胸口隐隐作痛。从以前就刺在心底的棘刺,非比寻常地刺痛。
『……全都是…为了研究…吗?』
『一点也没错。我们只要将被赋予的研究课题完成就好了。』
怦通。棘刺震动。至今刻意无视的棘刺。只因为对自己不利,所以才视若无赌的棘刺。
『那样子……那样就只不过是那个男人的道具罢了。』
『当然。我们原本就像是暗曲室长的道具吧?换作别的说法,就是作为零件的齿轮。能够回答关于祸具的一切,未完成的万能机械——我们只不过是形成那万能机械的一部分。这种事情,打从以前就——』
是啊,打从以前……就很清楚。
所以她才会觉得自己是道具,是齿轮。
遮住双眼不去看重要的事,对于早在很久以前便注意到的棘刺视若无赌,作为一个齿轮而运转。虽然不喜欢齿轮的任务,但也并未刻意想停止动作。因为很轻松。
但是——
『……经…够……』
『嗯?』
已经再也藏不住棘刺的疼痛了。她不想隐藏。
她打从心底厌恶去矫饰疼痛。
『已经够了……我已经受够了!』
因此她大叫着一拳打向仪表板。日村吓了一跳似地看向她。锥霞紧握着开始流血的拳头,倾注全身的敌意瞪着日村。
『喂,你受够了什么?』
『全部!对于这个情况,还有你、暗曲拍明,还有研究室长国也是!全都受够了!哈!随你们去,全部再也与我无关了!』
『锥霞,你知道自己在说什么吗?冷静一点,你现在能在这里是托谁的福?是室长吧?生活费、学费、房租呢?是谁在庇护你?而又是为什么?正因为你是研究室长国的一员,不因为是室长的妹妹,而是一名研究员。要是失去这头衔,你就真的孤立无援了——』
『谁管那么多!没错,我才管不了这些!只因为这样——』
她深吸一口气。承认研究室长国的恶毒狠心并加以谴责,令她很有快感。
而在别人面前第一次承认自己的感情也是。
『只因为这样,就连喜欢的一个男人都救不了!要是这样的话,我真的就是个搞不懂自己为何存在的道具了啊!这样子实在是无可救药地——蠢毙了!』
日村一脸惊愕地睁大了眼。锥霞扑向他的手,硬是抓住了方向盘,并使尽全身体重转动。轮胎打滑,发出激烈的磨擦声。

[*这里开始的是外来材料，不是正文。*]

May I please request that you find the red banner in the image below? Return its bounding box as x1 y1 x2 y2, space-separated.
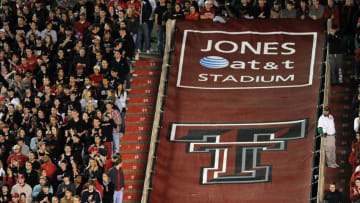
149 20 323 203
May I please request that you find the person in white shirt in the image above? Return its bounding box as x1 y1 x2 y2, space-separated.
318 106 339 168
354 112 360 133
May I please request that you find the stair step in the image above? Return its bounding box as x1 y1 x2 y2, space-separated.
331 86 351 93
133 69 161 76
123 192 141 203
129 87 157 95
124 173 145 182
126 124 152 132
125 116 154 123
126 105 154 115
120 143 149 152
135 60 162 67
330 104 351 111
122 163 146 172
121 152 148 160
128 97 156 104
121 133 151 143
131 78 159 87
125 182 144 191
330 95 352 102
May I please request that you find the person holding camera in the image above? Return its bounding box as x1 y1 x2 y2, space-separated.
318 106 339 168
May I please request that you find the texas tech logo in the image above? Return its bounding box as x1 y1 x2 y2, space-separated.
169 119 308 184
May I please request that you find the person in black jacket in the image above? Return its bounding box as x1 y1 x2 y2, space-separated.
101 173 114 203
136 0 152 53
108 159 125 203
328 25 344 85
324 183 344 203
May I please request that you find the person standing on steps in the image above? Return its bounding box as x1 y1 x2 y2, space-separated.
318 106 339 168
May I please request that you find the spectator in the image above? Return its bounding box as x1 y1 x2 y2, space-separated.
60 188 74 203
11 174 32 203
318 106 339 168
7 145 27 167
0 184 11 202
185 6 200 21
34 183 53 202
309 0 324 20
55 173 76 199
200 1 215 20
32 176 54 201
350 178 360 202
280 1 296 19
81 180 101 203
296 0 310 20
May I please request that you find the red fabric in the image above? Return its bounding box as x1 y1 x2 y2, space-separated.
355 48 360 62
3 176 17 188
349 152 359 171
350 186 360 201
185 12 200 20
104 142 111 159
7 153 27 166
25 55 37 73
115 168 121 191
74 20 89 33
126 0 140 18
41 163 57 179
104 159 113 172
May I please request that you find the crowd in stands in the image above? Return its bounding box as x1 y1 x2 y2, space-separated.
0 0 360 203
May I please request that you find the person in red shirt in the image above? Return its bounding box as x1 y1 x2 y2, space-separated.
41 155 57 179
106 0 127 13
185 6 200 21
15 57 33 75
104 152 121 172
200 0 215 20
7 145 27 167
74 13 89 34
25 48 38 73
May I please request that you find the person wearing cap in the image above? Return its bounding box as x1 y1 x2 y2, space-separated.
60 188 74 203
317 106 339 168
280 1 296 19
296 0 310 20
309 0 324 20
11 174 32 203
108 158 125 203
11 193 20 203
81 180 102 203
7 145 27 167
32 176 54 199
40 21 57 44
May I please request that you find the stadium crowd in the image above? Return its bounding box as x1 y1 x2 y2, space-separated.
0 0 360 203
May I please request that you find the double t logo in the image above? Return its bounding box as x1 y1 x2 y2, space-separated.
169 119 308 184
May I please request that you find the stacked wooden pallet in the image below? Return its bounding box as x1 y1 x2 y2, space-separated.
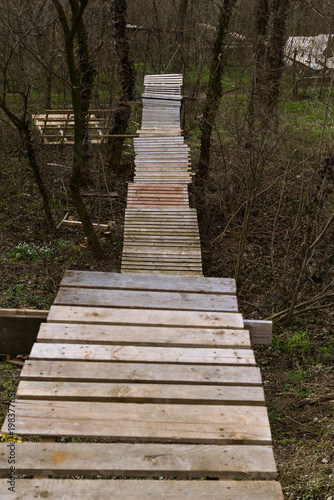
0 75 283 500
122 75 202 276
0 271 282 500
33 109 112 144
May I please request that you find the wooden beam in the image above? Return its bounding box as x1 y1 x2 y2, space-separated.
0 309 49 356
0 309 272 356
244 319 273 344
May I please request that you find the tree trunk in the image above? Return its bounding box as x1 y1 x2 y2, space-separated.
174 0 188 74
19 122 55 231
52 0 103 259
0 100 55 231
69 0 96 139
263 0 290 132
249 0 269 128
107 0 135 174
196 0 236 185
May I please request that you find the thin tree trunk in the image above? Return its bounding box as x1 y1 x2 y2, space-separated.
263 0 290 132
174 0 188 74
249 0 269 128
20 122 55 231
0 96 55 231
197 0 236 184
52 0 103 259
107 0 135 174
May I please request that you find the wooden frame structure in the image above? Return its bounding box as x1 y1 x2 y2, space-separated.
0 75 283 500
33 109 112 145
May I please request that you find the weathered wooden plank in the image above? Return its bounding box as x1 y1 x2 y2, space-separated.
54 288 238 312
37 323 251 348
30 342 255 366
48 306 244 329
61 271 236 294
0 309 49 355
16 380 264 406
0 479 283 500
2 399 271 445
0 479 283 500
21 360 261 386
0 443 276 478
244 319 273 344
121 266 203 277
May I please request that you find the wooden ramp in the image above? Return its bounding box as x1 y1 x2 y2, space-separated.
0 75 283 500
122 75 202 276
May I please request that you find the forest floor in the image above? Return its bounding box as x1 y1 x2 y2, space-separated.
0 94 334 500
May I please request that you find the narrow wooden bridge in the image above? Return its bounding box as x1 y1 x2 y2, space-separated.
0 75 283 500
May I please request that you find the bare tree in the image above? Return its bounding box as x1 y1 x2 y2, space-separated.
262 0 290 131
52 0 103 259
107 0 135 178
197 0 237 184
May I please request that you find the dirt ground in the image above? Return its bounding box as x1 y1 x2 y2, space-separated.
0 124 334 500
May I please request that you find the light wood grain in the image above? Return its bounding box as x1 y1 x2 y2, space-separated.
16 382 264 406
61 271 236 294
30 342 255 369
54 288 238 312
21 360 261 387
37 323 251 349
48 306 244 329
0 479 283 500
2 399 271 445
0 443 276 479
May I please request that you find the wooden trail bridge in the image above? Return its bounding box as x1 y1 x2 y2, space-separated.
0 75 283 500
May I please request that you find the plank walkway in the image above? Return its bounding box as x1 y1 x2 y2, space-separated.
0 75 283 500
122 75 202 276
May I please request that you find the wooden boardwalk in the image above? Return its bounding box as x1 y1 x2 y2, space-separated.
122 75 202 276
0 75 283 500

仅仅过了半秒,一根电线杆就映在了前挡风玻璃的正中央。
要让时速60公里的移动铁块停下来,不需要煞车。
只需要冲击就够了。
『呜……』
从撞得残破不堪、冒着烟的车里逃出来。因为门打不开,所以她便空手打破窗户。
她也是有在盘算的。四周没有人烟,意外受害的只有倒下的电线杆。只要立刻离开这里,就不会有人来找她兴师问罪。
确认了一下车子的情况。奇迹似的,车子并没漏出太多汽油,看来不必担心会起火。接着再看撞烂的车子前座,日村被安全气囊包围着晕了过去。虽然流了点血,但看不出什么明显的外伤……虽说体内或许多少受了点伤,但她一点也不想同情日村。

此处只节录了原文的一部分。